The images they captured resulted in her digital twin on an apocalyptic city street and a blazing house for her single End It – in scenes that would have otherwise been impossible to create on a budget.

“I didn’t know anything about volumetric capture before this,” she said. “I did not know this existed, nor did I understand the first like three times it was explained to me.

“I’m really amazed that it’s a camera with an algorithm that creates a 3D version of you. It took me a bit to wrap my head around that. It recreates you, which I think is sick!”

The Yoom team also captured Dustin Brown to mark his retirement from the LA Kings ice hockey team in the USA after almost two decades.

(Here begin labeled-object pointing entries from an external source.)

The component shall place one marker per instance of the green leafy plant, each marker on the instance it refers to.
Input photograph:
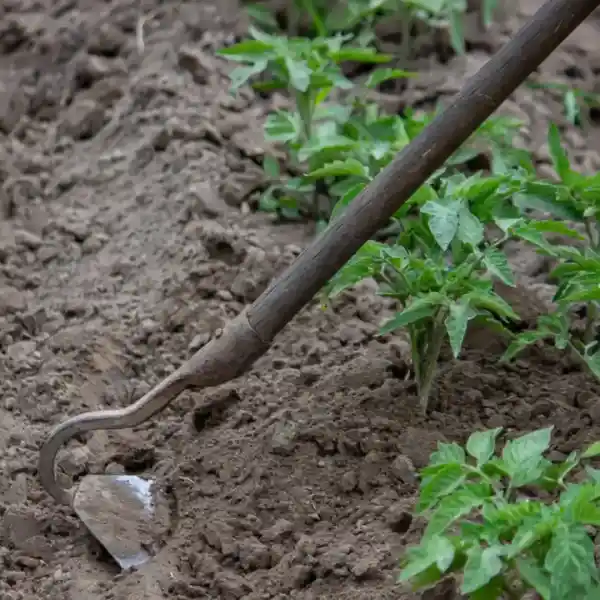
(576, 197)
(506, 524)
(442, 265)
(309, 70)
(322, 18)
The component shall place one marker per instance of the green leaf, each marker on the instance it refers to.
(240, 75)
(559, 157)
(534, 576)
(555, 227)
(493, 303)
(522, 341)
(442, 482)
(247, 51)
(299, 73)
(488, 8)
(443, 221)
(456, 323)
(271, 167)
(338, 168)
(497, 264)
(582, 508)
(421, 308)
(483, 564)
(436, 550)
(447, 453)
(481, 445)
(493, 590)
(452, 507)
(470, 229)
(523, 456)
(343, 202)
(570, 561)
(283, 126)
(361, 55)
(591, 451)
(380, 75)
(457, 36)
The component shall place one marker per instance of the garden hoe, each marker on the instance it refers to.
(119, 510)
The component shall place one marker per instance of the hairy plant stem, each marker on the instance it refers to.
(428, 347)
(591, 309)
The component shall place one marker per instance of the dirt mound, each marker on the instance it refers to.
(127, 240)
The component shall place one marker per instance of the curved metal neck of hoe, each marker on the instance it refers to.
(224, 358)
(131, 416)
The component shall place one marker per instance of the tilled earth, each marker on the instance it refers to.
(128, 237)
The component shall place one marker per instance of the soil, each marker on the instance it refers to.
(128, 237)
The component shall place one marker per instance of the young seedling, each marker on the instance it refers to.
(508, 524)
(309, 71)
(575, 198)
(441, 268)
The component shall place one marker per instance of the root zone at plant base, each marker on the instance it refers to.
(129, 236)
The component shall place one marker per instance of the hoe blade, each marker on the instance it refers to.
(124, 513)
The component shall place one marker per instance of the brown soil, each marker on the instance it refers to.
(127, 239)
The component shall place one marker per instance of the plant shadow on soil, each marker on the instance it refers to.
(127, 239)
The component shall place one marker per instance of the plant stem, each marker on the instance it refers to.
(591, 312)
(591, 315)
(293, 17)
(430, 354)
(406, 17)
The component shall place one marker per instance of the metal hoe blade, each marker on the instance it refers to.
(122, 512)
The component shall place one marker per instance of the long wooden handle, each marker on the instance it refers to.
(249, 335)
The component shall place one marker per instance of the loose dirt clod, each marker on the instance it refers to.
(123, 276)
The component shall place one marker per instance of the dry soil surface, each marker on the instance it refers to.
(128, 238)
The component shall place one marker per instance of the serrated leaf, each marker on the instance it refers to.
(556, 227)
(523, 456)
(570, 561)
(436, 550)
(522, 341)
(581, 507)
(493, 590)
(481, 445)
(299, 73)
(447, 453)
(443, 221)
(241, 75)
(421, 308)
(483, 564)
(591, 451)
(493, 303)
(559, 157)
(338, 168)
(247, 51)
(443, 482)
(470, 229)
(456, 323)
(497, 264)
(536, 577)
(282, 126)
(451, 508)
(361, 55)
(457, 37)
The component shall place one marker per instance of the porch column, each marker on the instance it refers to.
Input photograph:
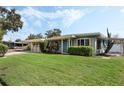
(69, 42)
(62, 46)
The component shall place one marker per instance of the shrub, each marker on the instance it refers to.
(81, 50)
(3, 49)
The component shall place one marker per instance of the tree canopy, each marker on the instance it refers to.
(53, 32)
(9, 21)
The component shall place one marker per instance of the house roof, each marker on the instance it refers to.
(34, 40)
(71, 36)
(77, 36)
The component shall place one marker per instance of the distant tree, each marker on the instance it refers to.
(33, 36)
(110, 42)
(53, 32)
(9, 21)
(17, 40)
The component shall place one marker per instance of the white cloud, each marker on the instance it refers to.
(67, 16)
(122, 10)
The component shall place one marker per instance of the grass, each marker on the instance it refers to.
(47, 69)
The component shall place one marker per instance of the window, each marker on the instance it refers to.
(86, 42)
(83, 42)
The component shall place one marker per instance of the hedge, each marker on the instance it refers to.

His digital twin appeared on a huge billboard, opposite the team’s stadium, appearing to smash through a window and hold aloft the Stanley Cup, the National Hockey League’s championship trophy. That was the result of capturing his volumetric image in the studio, then enhancing it and adding effects.

Paul Oakenfold, the godfather of electronic music and legendary British record producer and trance DJ, is another of Yoom’s celebrated volumetric captures. He appears in a PerfectoVerse, a 72-minute paid-for concert film and immersive experience that combines his lyrics and music with computer-generated visual wizardry.

“He came to the studio and we captured him, and created a whole experience where people can actually see him performing, they can be around him and interact with the content. If you click, there are sparks and other effects,” says Lim.

The capture process can require as little as 30 minutes of actual filming, though there’s a lot of technical work that takes place afterwards.

Lim, who was at Warner Bros for 12 years, joined Yoom because he believes the technology it has developed represents the future of content creation and production.

“The magic is that once we have your digital twin we can then put you in any type of digital environment: we can put you in a game, and we can put you in an AR (augmented reality) experience.

“If you look at the history of content on the internet, we started with text, then we moved to image, and then we moved to video. But videos are a very passive experience. The only interaction you have with video is play, pause, skip forward, go back, share. And that’s it.

“I believe that the future is content that is more interactive, so your experience will be different from mine. And this is possible because of the technology we have developed. Because you interact with it, you’re more immersed into the content which means that you’re more engaged.”